Purpose: To assess the agreement in 24-hour area under the curve (AUC₂₄) value estimates between commonly used vancomycin population pharmacokinetic models in the critically ill.

Materials and methods: Adults admitted to intensive care who received intravenous vancomycin and had a serum vancomycin concentration available were included. AUC₂₄ values were determined using Tucuxi (revision cd7bd7a8) for dosing intervals with a vancomycin concentration using three models (Goti 2018, Colin 2019, and Thomson 2009) previously evaluated in the critically ill. AUC₂₄ values were categorized as subtherapeutic (<400 mg·h/L), therapeutic (400-600 mg·h/L), or toxic (>600 mg·h/L), assuming a minimum inhibitory concentration of 1 mg/L. AUC₂₄ value categorization was compared across the three models and reported as percent agreement.

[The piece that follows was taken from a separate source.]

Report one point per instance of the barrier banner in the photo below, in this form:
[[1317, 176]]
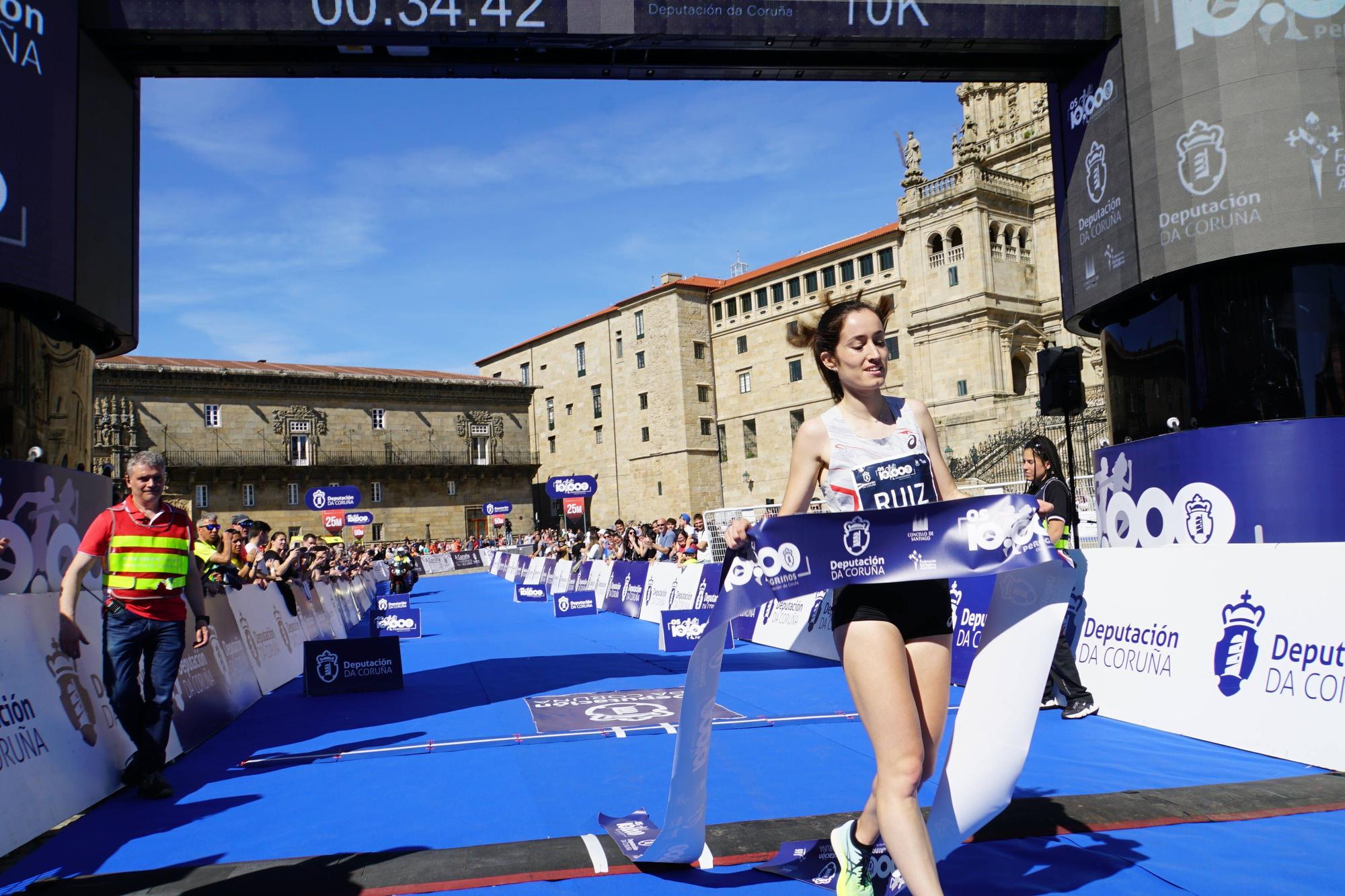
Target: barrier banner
[[1190, 489], [681, 630], [1252, 637], [46, 513], [529, 594], [976, 536], [970, 600], [216, 684], [274, 638], [350, 666], [625, 587], [613, 709], [466, 560], [404, 623], [575, 603], [658, 589]]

Results: Overall, 466 AUC₂₄ values were estimated in 188 patients. Overall, 52%, 42%, and 47% of the AUC₂₄ values were therapeutic for the Goti, Colin, and Thomson models, respectively. The agreement of AUC₂₄ values between all three models was 48% (223/466), Goti-Colin 59% (193/466), Goti-Thomson 68% (318/466), and Colin-Thomson 67% (314/466).

Conclusion: In critically ill patients, vancomycin AUC₂₄ values obtained from different pharmacokinetic models are often discordant, potentially contributing to differences in dosing decisions. This highlights the importance of selecting the optimal model.